Covid-19! The Travel Industry: What now?
It’s a no brainer that the Covid-19 pandemic has done detrimental damage to the Travel and Tourism industry. No one is travelling, resorts are closing, airports and airlines are all on lockdown. People are afraid to travel.
Businesses in the travel industry are now faced with a serious threat to their going concern. They are faced with a number of issues including how to handle prebookings, prepackaged holidays, and other operational activities among other things.
Depending on the level of spread the disease will reach, there will be a highly likely case of legacy effect. Legacy effect referring to the stigma associated with the destinations even after the virus has been contained (eg China, Italy).
Indeed the future looks gloomy for the industry. But, unlike the past pandemics, these have occurred at a time where dissemination of information isn’t as quick as today. This gives businesses a good fighting chance.
Positively, businesses have been given a perfect opportunity to realign strategies, review business processes, and give marketing more attention as to sales. Now more than ever, close cooperation within the industry players is very important.
The World Economic Forum projects the industry might require 10 months to recover from the effects of the Covid-19 pandemic. This can only be true if the virus gets contained.
In as much as the private players have a responsibility to assist in the rejuvenation of demand for the destinations, it is important to note that the pandemic will eat heavily on the revenue of private companies leaving them vulnerable and of little help financially. Therefore, the governments should look at ways to rejuvenate demand for their destinations.

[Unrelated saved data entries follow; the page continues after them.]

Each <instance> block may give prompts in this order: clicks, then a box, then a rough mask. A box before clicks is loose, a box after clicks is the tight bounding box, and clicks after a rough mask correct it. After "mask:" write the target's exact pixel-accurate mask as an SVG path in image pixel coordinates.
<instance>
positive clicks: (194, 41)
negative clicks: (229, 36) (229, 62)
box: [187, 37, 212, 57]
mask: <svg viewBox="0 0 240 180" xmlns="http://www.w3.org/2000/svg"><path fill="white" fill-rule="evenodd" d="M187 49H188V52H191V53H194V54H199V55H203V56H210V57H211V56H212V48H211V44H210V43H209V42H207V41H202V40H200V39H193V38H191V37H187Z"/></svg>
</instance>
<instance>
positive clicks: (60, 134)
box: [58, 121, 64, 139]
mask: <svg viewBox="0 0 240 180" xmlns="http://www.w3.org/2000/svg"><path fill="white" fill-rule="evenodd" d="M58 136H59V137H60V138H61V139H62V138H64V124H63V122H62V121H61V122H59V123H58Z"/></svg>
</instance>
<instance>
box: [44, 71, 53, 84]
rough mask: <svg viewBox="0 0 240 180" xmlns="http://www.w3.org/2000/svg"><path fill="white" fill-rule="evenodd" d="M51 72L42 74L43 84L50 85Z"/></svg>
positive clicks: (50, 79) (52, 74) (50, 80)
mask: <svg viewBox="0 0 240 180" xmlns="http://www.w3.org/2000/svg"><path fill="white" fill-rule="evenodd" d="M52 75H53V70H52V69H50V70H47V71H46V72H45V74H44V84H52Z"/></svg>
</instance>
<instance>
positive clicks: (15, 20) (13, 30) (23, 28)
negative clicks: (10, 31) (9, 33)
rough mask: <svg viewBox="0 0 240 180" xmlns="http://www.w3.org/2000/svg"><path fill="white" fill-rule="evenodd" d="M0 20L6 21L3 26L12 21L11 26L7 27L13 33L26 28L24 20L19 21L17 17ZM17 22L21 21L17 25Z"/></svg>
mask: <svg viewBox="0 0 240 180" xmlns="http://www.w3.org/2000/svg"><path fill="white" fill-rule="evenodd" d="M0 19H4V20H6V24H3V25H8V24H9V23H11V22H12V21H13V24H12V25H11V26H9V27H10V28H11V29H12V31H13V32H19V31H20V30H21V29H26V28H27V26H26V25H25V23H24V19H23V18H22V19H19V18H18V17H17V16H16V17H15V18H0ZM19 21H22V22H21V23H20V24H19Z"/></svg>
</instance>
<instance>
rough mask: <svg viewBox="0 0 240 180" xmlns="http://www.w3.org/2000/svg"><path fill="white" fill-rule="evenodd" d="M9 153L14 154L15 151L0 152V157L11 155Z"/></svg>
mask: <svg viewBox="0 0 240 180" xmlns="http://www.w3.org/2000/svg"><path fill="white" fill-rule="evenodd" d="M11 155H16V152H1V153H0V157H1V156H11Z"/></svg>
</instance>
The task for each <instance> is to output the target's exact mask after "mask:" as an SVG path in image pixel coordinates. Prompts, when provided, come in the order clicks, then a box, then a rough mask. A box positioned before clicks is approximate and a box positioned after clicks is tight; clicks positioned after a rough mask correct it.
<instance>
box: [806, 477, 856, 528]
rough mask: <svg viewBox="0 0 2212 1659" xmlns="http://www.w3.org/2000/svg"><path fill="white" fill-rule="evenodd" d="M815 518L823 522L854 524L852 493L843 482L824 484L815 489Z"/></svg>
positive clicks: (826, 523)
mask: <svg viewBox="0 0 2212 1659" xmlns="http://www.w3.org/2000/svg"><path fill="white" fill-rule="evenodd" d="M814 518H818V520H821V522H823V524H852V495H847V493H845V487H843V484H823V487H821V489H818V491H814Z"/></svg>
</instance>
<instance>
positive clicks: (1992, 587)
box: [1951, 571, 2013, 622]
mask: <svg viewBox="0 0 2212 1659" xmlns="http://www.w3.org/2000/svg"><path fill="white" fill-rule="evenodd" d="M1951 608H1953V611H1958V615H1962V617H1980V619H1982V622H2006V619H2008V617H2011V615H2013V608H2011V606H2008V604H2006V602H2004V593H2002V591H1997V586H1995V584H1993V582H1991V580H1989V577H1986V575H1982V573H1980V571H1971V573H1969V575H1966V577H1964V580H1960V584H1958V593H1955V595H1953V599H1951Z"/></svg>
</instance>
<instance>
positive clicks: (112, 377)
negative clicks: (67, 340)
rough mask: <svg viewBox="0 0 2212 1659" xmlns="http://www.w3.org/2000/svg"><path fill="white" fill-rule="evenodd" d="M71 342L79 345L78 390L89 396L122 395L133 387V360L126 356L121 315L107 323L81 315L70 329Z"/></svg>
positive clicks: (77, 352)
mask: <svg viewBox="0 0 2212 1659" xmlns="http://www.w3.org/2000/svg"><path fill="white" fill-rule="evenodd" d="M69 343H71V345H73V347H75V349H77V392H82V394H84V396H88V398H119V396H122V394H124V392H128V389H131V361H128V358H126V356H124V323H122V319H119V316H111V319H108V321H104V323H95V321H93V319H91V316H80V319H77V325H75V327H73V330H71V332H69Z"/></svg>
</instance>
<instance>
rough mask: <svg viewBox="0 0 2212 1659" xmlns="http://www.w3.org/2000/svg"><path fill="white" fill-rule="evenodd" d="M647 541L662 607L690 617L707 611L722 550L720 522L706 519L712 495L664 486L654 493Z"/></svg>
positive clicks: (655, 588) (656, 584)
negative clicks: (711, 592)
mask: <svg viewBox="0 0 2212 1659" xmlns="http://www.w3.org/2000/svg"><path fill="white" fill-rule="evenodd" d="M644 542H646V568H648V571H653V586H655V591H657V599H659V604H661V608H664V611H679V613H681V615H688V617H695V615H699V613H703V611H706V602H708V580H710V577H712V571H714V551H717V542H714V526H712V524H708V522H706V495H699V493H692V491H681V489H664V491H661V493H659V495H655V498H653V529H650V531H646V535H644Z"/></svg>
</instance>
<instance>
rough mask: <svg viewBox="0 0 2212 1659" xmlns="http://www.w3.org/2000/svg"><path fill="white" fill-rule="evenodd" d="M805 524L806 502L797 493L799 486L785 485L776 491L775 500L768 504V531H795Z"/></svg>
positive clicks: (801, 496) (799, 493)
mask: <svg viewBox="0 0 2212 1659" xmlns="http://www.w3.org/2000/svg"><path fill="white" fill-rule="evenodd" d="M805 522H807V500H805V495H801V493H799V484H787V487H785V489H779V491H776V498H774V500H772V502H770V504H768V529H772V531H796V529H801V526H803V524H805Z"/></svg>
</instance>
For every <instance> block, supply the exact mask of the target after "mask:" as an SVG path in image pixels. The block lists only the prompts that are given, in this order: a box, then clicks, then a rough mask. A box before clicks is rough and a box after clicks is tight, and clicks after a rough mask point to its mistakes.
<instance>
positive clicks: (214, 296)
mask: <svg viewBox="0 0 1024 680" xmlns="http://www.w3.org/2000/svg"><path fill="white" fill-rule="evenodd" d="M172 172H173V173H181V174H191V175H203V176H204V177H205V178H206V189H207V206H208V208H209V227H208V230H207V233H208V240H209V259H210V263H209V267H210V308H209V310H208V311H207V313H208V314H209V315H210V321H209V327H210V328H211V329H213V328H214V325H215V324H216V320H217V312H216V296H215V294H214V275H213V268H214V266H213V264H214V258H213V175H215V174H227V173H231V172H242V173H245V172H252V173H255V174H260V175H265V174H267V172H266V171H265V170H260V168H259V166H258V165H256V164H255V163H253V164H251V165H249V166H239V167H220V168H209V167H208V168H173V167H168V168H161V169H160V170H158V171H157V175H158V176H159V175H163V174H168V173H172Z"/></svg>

The World Travel and Tourism Council advice that governments should remove or simplify visas where possible, cut taxes and introduce incentives.
Before we even speak of the aftermath of Covid-19, massive Public Relations and Awareness campaigns must be launched to keep tourists updated on the developments of Covid-19 at the destination, and the efforts being made to prevent and contain the virus. Focus must be given as to why the destination should remain a top priority to any travellers so as to maintain the appeal of destination even after the pandemic.
A clear message must be sent out to dispel any false myths about Covid-19 which can be associated with the destinations. At an era where false information is easily spread, it’s important for destinations to have official channels to disseminate information specifically important to tourists.
The government must support the industry to deal with prebookings and package holiday players. Prebookings must be dealt with carefully so as to protect the consumers as well as the businesses. These present make it or break it scenario as failure to handle it precisely could earn a destination a bad reputation or lead to the failure of businesses.
Businesses must use their digital platforms to connect with their customers by sending out newsletters, updates, and posts on the state of Covid-19 at their resorts and destinations they operate at.
Covid-19 pandemic has put the world to a standstill. The travel industry will be hit the hardest as it relies on movement from point A to B and human interaction, all of which are the major causes of the rapid spread of the virus. The biggest tools now the industry can use to reduce the impacts are information and awareness. When used properly these tools can reduce the recovery period on the aftermath of the Coronavirus, Covid-19.